La Pandemia Interrumpió Atención Crítica de Salud Mental en 93% de Países: OMS

Tedros Adhanom, director de la Organización Mundial de la Salud (OMS) (Foto: Cortesía/OMS)

Tedros Adhanom, director de la Organización Mundial de la Salud (OMS) (Foto: Cortesía/OMS)

Octubre 5, Ciudad de México (apro).– La pandemia de COVID-19 ha interrumpido o de­tenido los servicios críticos de salud mental en el 93 por ciento de los países de todo el mundo, mientras que la demanda de salud mental está aumentando, advirtió una nueva encuesta de la Organización Mundial de la Salud (OMS).

En marco del Gran Evento de la OMS para la Salud Mental, que se llevará a cabo el próximo 10 de octubre, la organización alertó que el 60 por ciento de los países informó interrupciones en los servicios de salud mental para personas vulnerables, en un 72 por ciento en niños y adolescentes, 70por ciento en adultos mayores y 61por ciento en mujeres que requieren servicios prenatales o posnatales.

Esto de acuerdo con una encuesta que realizó de junio a agosto de 2020 entre 130 países para evaluar cómo ha cambiado la prestación de ser­vicios mentales, neurológicos y por consumo de sustancias debido al COVID-19, los tipos de ser­vicios que se han interrumpido y cómo los países se están adaptando para superar estos desafíos.

De acuerdo con la encuesta, el 67 por ciento de los países registró una interrupción en el asesoramiento y la psicoterapia; 65 por ciento en servicios críticos de reducción de daños; y 45por ciento en el tratamiento para la dependen­cia de opioides, mientras que más de un tercio registró interrupciones en las intervenciones de emergencia.

El 30por ciento informó interrupciones en el acceso a medicamentos para trastornos men­tales, neurológicos y por uso de sustancias, 78 por ciento presentó interrupciones parciales de los servicios de salud mental en las escuelas y 75 por ciento en los centros de trabajo.

Por otra parte, reveló que, si bien el 70 por ciento los países adoptaron la telemedicina o teleterapia para superar las interrupciones de los servicios, hay una gran desigualdad entre el 80 por ciento de los países de ingresos altos y una cantidad inferior al 50por ciento de los países de ingresos bajos que las practican.

El director general de la OMS, Tedros Ad­hanom Ghebreyesus, afirmó que “la buena salud mental es absolutamente fundamental para la salud y el bienestar en general” y que el COVID-19 ha interrumpido los servicios esenciales de salud mental en todo el mundo justo cuando más se necesitan, por lo que “los líderes mundiales deben actuar con rapidez y decisión para invertir más en programas de salud mental que salvan vidas, durante la pandemia y más allá”.

A días del Gran Evento de la OMS para la Salud Mental, la OMS advirtió que es uno de los rubros menos atendidos, ya que antes de la pandemia los países gastaban menos del 2por ciento de su presupuesto en ella y luchaban por satisfacer las necesidades de la población.
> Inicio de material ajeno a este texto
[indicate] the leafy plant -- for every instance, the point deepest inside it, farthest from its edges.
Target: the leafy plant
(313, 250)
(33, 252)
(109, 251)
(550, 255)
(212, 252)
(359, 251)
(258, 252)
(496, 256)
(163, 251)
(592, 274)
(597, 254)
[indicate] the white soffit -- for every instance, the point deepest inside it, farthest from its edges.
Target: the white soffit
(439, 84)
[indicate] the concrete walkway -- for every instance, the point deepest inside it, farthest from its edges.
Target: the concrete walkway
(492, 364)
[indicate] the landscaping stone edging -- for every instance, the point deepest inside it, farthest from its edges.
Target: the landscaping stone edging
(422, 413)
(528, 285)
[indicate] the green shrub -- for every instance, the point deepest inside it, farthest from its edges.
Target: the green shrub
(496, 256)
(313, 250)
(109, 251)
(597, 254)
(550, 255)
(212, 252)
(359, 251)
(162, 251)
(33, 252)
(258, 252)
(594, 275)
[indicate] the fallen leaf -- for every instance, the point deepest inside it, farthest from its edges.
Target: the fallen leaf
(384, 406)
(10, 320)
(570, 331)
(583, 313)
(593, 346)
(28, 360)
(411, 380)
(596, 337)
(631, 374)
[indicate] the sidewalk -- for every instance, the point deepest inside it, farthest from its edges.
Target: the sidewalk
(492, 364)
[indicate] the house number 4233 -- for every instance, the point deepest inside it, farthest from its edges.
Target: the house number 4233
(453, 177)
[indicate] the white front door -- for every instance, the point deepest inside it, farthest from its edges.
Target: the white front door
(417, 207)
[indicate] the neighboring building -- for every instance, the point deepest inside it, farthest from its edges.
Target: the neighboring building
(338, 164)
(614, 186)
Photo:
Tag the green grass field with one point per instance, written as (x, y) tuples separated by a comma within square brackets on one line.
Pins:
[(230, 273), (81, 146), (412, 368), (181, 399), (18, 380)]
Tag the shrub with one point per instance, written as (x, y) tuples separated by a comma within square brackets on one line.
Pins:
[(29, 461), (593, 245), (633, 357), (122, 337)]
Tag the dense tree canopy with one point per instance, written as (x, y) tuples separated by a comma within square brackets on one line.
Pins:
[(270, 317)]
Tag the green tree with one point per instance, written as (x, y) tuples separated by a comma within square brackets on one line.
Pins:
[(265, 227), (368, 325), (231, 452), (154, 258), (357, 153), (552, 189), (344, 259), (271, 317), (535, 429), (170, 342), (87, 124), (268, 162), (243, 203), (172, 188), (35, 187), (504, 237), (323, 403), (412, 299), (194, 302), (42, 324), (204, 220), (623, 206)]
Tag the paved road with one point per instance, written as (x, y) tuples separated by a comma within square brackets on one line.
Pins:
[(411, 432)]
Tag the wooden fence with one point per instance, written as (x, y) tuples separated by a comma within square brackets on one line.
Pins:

Esta situación, apuntó, se ve agravada por el duelo, el aislamiento, la pérdida de ingresos y el miedo ocasionados por la pandemia, que desen­cadenan problemas de salud mental o agravan los existentes, por lo que muchas personas pueden estar enfrentando mayores niveles de consumo de alcohol y drogas, insomnio y ansiedad.

Por otra parte, destacó que el COVID-19 puede provocar complicaciones neurológicas y mentales, como delirio, agitación y acci­dente cerebrovascular y que las personas con trastornos mentales, neurológicos o por uso de sustancias son más vulnerables a la infección por SARS-CoV-2, ya que pueden tener un mayor riesgo de sufrir resultados graves e incluso la muerte.

Asimismo, instó a los países a asignar re­cursos a la salud mental como un componente integral de sus planes de respuesta y recupe­ración, ya que, aunque el 89 por ciento de los países informaron que este rubro y el apoyo psicosocial son parte de sus planes nacionales de respuesta al covid-19, solo el 17por ciento tienen fondos adicionales completos para cubrir estas actividades.

Finalmente, la OMS comentó que invertir en salud mental traerá recompensas a los países, ya que estimaciones anteriores al COVID-19 revelan que casi un billón de dólares en produc­tividad económica se pierde anualmente solo por la depresión y la ansiedad, mientras que cada dólar gastado en atención para la depresión y la ansiedad devuelve cinco dólares.